TRIBUNNEWS.COM – Perang yang sedang berlangsung antara Rusia dan Ukraina nampaknya mengurangi jumlah tentara yang bertugas di medan perang, termasuk di Rusia.
Untuk mengatasi kekurangan militer, pemerintah Rusia mulai menawarkan insentif menarik kepada warganya.
Langkah tersebut merupakan langkah terbaru pemerintahan Vladimir Putin untuk memobilisasi lebih banyak pasukan untuk pasukannya, yang memasuki tahun ketiga perang di Ukraina, Tribunenews melaporkan di CNN.
Pemerintah Rusia rela merogoh kocek lebih dalam dengan bonus tertinggi yang pernah diberikan selama perang di Ukraina untuk mendapatkan lebih banyak pasukan.
Pemerintah Rusia tak segan-segan mengumumkan bersedia membayar 1,9 juta rubel atau Rp 358 juta kepada mereka yang ingin berperang di Ukraina.
Hal itu diungkapkan Wali Kota Moskow Sergei Sobyanin dalam keterangannya yang dibagikan kepada wartawan, Selasa (23/7/2024).
Mereka yang menerima tawaran tersebut akan diberi hadiah 5,2 juta rubel, atau 980 juta dolar, per tahun selama perang di Ukraina terus berlanjut atau jasa mereka dibutuhkan.
Bagi yang ingin ikut perang di Ukraina bisa mendapatkan asuransi cedera perang mulai dari Rp92 juta hingga Rp179 juta, tergantung tingkat keparahannya.
Bagi prajurit yang gugur, keluarga prajurit juga akan mendapatkan jaminan kematian sebesar Rp553 juta.
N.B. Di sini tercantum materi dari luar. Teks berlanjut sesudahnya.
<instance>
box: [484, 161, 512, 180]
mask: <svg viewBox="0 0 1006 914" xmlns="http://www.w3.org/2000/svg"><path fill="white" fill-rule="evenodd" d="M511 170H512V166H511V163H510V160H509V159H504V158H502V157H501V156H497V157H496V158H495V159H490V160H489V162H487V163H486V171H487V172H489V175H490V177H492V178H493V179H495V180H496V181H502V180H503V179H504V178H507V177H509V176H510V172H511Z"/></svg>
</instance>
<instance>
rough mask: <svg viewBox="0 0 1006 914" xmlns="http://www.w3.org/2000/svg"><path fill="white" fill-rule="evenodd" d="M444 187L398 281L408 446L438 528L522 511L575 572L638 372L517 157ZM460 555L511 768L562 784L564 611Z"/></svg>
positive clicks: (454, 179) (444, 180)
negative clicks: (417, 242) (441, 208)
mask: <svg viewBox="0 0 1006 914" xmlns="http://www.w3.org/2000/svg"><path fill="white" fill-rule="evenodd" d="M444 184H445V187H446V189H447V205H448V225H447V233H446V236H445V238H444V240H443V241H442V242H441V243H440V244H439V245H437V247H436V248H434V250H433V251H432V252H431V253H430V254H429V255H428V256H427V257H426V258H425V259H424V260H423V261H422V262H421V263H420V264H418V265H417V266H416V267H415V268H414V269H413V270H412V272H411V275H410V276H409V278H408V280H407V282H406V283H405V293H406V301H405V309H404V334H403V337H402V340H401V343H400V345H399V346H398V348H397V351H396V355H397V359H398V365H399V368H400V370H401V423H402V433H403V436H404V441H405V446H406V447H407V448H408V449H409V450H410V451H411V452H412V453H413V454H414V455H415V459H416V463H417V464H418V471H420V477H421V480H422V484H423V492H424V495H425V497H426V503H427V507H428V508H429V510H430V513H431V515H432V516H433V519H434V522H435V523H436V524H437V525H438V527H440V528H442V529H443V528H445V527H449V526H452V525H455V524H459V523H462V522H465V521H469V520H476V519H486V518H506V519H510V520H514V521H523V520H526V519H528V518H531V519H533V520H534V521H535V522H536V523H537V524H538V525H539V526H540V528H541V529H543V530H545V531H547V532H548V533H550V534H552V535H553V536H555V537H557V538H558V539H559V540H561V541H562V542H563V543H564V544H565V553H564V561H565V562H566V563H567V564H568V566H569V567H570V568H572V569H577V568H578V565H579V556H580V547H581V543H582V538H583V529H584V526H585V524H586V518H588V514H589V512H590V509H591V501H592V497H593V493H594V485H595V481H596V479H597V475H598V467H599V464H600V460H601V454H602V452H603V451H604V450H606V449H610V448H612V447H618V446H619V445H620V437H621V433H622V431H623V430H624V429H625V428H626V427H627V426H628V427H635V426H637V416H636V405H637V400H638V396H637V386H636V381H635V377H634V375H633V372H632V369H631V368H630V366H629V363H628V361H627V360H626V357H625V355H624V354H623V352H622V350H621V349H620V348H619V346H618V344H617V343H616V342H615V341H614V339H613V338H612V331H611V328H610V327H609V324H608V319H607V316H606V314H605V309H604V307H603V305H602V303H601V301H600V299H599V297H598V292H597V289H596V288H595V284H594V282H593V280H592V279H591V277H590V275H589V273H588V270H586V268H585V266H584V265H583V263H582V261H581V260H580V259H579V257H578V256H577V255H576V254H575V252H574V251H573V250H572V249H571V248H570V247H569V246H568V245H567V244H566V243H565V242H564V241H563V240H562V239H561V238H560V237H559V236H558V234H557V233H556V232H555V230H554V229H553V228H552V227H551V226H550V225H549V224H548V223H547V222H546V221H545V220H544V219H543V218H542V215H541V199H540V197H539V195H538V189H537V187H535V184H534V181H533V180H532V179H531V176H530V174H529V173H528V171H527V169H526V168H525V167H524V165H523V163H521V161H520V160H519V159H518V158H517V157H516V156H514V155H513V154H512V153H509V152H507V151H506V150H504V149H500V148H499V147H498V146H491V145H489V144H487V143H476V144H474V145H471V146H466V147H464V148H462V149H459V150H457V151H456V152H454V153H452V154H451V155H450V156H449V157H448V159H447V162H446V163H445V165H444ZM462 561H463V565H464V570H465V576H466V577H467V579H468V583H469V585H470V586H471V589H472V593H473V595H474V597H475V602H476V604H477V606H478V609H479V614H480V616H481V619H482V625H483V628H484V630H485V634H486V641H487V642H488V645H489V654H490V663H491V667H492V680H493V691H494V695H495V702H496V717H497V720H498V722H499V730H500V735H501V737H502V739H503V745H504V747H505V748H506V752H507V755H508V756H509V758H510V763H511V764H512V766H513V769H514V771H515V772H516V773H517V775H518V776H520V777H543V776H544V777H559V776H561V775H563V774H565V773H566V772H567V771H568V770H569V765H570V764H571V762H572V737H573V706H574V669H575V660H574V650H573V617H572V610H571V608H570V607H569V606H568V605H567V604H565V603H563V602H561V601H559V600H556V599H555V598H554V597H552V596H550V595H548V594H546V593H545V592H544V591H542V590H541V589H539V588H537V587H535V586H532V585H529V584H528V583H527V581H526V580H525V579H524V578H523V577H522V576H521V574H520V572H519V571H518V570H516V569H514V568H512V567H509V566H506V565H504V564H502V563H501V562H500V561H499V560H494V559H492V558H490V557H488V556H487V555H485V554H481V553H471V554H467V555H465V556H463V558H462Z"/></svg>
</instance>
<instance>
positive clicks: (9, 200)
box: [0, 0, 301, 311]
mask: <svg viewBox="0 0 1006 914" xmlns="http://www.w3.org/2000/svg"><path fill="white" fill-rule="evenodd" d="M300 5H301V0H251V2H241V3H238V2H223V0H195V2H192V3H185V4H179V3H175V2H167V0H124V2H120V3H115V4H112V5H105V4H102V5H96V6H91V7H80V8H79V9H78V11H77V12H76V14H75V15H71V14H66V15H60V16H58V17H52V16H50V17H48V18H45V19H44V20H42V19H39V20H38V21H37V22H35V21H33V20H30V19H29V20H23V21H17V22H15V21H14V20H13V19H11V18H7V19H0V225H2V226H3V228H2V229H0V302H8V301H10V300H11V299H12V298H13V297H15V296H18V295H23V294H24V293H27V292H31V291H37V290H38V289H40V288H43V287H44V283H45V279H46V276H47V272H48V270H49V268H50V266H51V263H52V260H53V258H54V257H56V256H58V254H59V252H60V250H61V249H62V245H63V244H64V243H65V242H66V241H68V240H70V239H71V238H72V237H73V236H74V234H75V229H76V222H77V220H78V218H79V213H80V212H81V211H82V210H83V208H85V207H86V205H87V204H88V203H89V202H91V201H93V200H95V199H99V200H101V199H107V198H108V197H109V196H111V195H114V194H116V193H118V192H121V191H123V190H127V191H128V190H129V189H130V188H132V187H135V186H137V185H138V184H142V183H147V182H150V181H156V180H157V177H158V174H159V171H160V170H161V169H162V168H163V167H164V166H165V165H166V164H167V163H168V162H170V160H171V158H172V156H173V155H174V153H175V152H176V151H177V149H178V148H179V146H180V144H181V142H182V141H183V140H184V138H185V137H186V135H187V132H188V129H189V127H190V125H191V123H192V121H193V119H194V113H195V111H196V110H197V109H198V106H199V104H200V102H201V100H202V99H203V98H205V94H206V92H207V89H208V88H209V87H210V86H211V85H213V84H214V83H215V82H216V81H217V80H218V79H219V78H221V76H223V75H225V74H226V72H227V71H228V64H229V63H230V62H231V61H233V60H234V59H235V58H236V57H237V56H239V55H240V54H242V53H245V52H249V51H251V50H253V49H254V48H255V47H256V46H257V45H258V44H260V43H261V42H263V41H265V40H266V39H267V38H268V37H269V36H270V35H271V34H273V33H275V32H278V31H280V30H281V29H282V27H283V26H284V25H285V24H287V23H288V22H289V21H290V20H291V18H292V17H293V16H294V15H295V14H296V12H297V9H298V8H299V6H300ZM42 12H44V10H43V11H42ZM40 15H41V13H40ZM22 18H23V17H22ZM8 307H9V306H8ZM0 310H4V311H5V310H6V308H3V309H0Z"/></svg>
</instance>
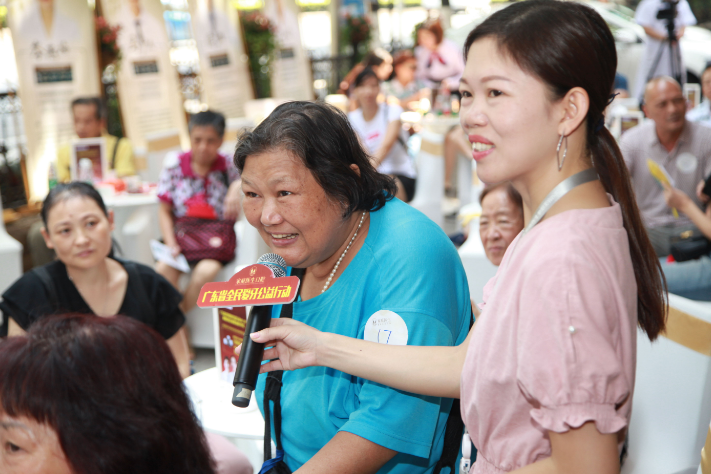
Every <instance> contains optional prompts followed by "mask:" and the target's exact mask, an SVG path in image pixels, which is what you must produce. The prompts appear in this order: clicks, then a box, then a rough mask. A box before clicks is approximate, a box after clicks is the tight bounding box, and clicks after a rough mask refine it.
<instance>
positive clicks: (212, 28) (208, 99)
mask: <svg viewBox="0 0 711 474" xmlns="http://www.w3.org/2000/svg"><path fill="white" fill-rule="evenodd" d="M189 6H190V12H191V15H192V20H193V21H192V24H193V37H194V38H195V43H196V45H197V49H198V55H199V57H200V76H201V78H202V83H203V92H204V99H205V102H206V103H207V105H208V107H209V108H210V109H211V110H216V111H218V112H221V113H223V114H224V115H225V116H226V117H227V118H236V117H244V103H245V102H246V101H248V100H250V99H252V98H253V93H252V86H251V79H250V77H249V65H248V61H247V56H246V55H245V53H244V47H243V45H242V39H241V38H240V35H239V33H238V30H237V27H236V25H235V24H234V23H232V22H230V19H229V17H228V12H230V10H228V9H231V13H232V14H233V16H234V17H235V18H236V17H237V12H236V11H235V10H234V9H233V8H232V7H230V6H225V5H224V3H220V0H190V4H189Z"/></svg>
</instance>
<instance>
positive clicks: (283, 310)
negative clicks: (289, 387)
mask: <svg viewBox="0 0 711 474" xmlns="http://www.w3.org/2000/svg"><path fill="white" fill-rule="evenodd" d="M304 273H306V270H305V269H304V268H292V269H291V276H295V277H298V278H299V280H301V279H302V278H303V276H304ZM299 293H301V284H299V291H298V292H297V293H296V297H297V298H298V297H299ZM293 315H294V304H293V303H291V304H288V305H285V306H282V308H281V314H280V315H279V317H280V318H291V317H292V316H293ZM283 375H284V371H283V370H277V371H274V372H270V373H269V374H268V375H267V380H266V384H265V387H264V403H263V404H264V461H265V462H266V461H269V460H270V459H271V458H272V429H271V426H272V424H271V407H270V406H269V401H272V402H274V437H275V438H276V439H275V440H274V442H275V444H276V446H277V451H281V450H282V448H281V386H282V381H281V379H282V376H283Z"/></svg>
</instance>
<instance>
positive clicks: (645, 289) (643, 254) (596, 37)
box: [464, 0, 666, 340]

Meski pemerintah Rusia terus merahasiakan jumlah tentara yang tewas, beberapa pihak memperkirakan jumlah korban tewas dalam tiga tahun terakhir jauh lebih tinggi.
Kementerian Pertahanan Inggris memperkirakan pada 12 Juli 2024 bahwa sekitar 70.000 tentara dapat terbunuh atau terluka pada bulan Mei dan Juni 2024 saja.
Meningkatnya insentif keuangan bagi tentara baru tampaknya mengkonfirmasi laporan bahwa Rusia telah kehilangan 87 persen pasukannya di lapangan.
Informasi ini dibagikan kepada CNN pada Desember lalu oleh seseorang yang tidak disebutkan namanya yang akrab dengan badan intelijen AS.
Dalam informasi yang dibagikan CNN, sumber tersebut menyimpulkan bahwa dengan bertambahnya jumlah pasukan, Kremlin harus mencari cara lain untuk mencari pasukan baru untuk dikirim ke wilayahnya.
Stimulus perusahaan besar ini dipandang sebagai cara bagi Rusia untuk membeli lebih banyak peralatan militer baru.
Sebelumnya, Putin telah memerintahkan “mobilisasi minimum” warga Rusia pada September 2022.
Mobilisasi ini berarti bahwa semua warga negara Rusia yang memenuhi persyaratan fisik dan usia tertentu dianggap wajib militer yang dapat dipanggil untuk berperang kapan saja.
Alih-alih memobilisasi lebih banyak pasukan ke pasukan yang diluncurkan oleh Vladimir Putin, hal ini malah memicu protes keras dari warga Rusia.
Penentangan yang kuat telah muncul, terutama di kalangan etnis minoritas Rusia di mana upaya mobilisasi masih terbatas.
Upaya perekrutan yang terbatas ini justru menyebabkan emigrasi laki-laki yang memenuhi kriteria untuk bergabung dengan tentara.
Akibat keputusan Putin, banyak pria yang memenuhi syarat telah meninggalkan Rusia untuk menghindari wajib militer.
Kampanye perekrutan dihentikan pada November 2022 setelah pejabat militer Rusia mengatakan target perekrutan 300.000 orang telah tercapai.